We still see traces of that almost brutal organization of our lives. Durkheim once spoke of ‘over-socialisation’ as one of the reasons for suicide, but he also spoke of lack of effective socialization as one of the other reasons for suicide. The reason why most people dread existentialism, anarchism, atheism- or rather the death of any kind of organization is because our minds have been rendered so hopeless without it. We’ve been made to fear our own selves. We’ve been taught, even as children, that humanity without order would descend into chaos, and we’ve also been taught to equate chaos with something horrendous and criminal. We fear humanity at its most natural. During our most private moments, we slip off our masks and indulge in our most violent fantasies- sometimes only in our heads. We consider the study of ideas as something dangerous, because we consider the study of our own minds as something particularly dangerous. It is no wonder then, that descending deep into your own head eventually drives you to what is called ‘madness’- and detaching yourself from your own head takes you closer to what is termed ‘sanity’.

And yet, a true, personal revolution is an unfinished business; underdeveloped and deficient in fact, without the awareness of that which also exists outside our own head- or rather, that which isn’t always perceivable in our private, seemingly untouched worlds. This is what adeptly brings us closer to what is termed in our insignificant world as ‘political and cultural awareness’- something which challenges the dominant, ruling ideologies of our day. Certainly ideology isn’t just what we munch on and contemplate in our dreary drawing-rooms; ideology is everything we do, wear, walk, worship, behave and believe. Ideology is, in better words, a performance. It is a performance that we’ve forgotten is something that isn’t akin to our most spontaneous reactions. Ideology is us acting out what we haven’t allowed ourselves to choose.

It would be a petrifying task to fight for the right to choose- precisely because we’ve never been taught what to choose and how. We’re still discovering for ourselves the reeling expanse of that which we’d like to term as ‘choice’. Choices are, unfortunately, often dictated by our limited perception and responses to what we’ve been allowed to see and comprehend. And the boundaries of that expanse can only unveil and expand themselves further if we shred all that has been veiled from us all along, not only from the time we tumbled out into the world- addled and bewildered- but all that has been veiled and distorted for centuries of restricted human lives.

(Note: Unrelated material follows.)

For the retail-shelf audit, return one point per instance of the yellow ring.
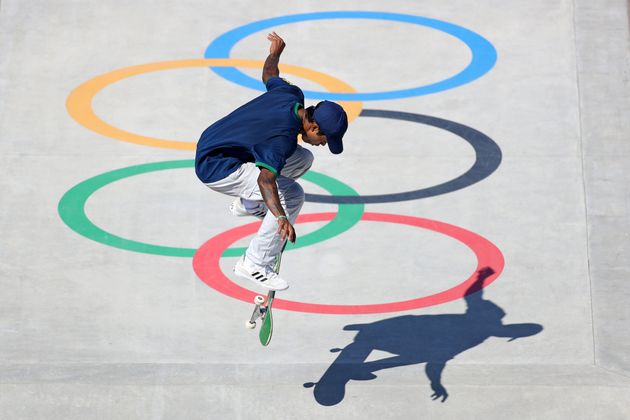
(79, 103)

Because human history has always been a history of the disfigurement of that which has been the closest to us, of that which is the truth. Human history has always been the history of terrorization, of the appalling internalization of order, of disfigurement and blight in the orderly cloak of civilization. And the only way we can get close to evading all of this-- this centuries-old burden of internalized shit-load – is if we go the opposite way of blind dominance.

As Salman Rushdie famously said- “What is freedom of expression? Without the freedom to offend, it ceases to exist.”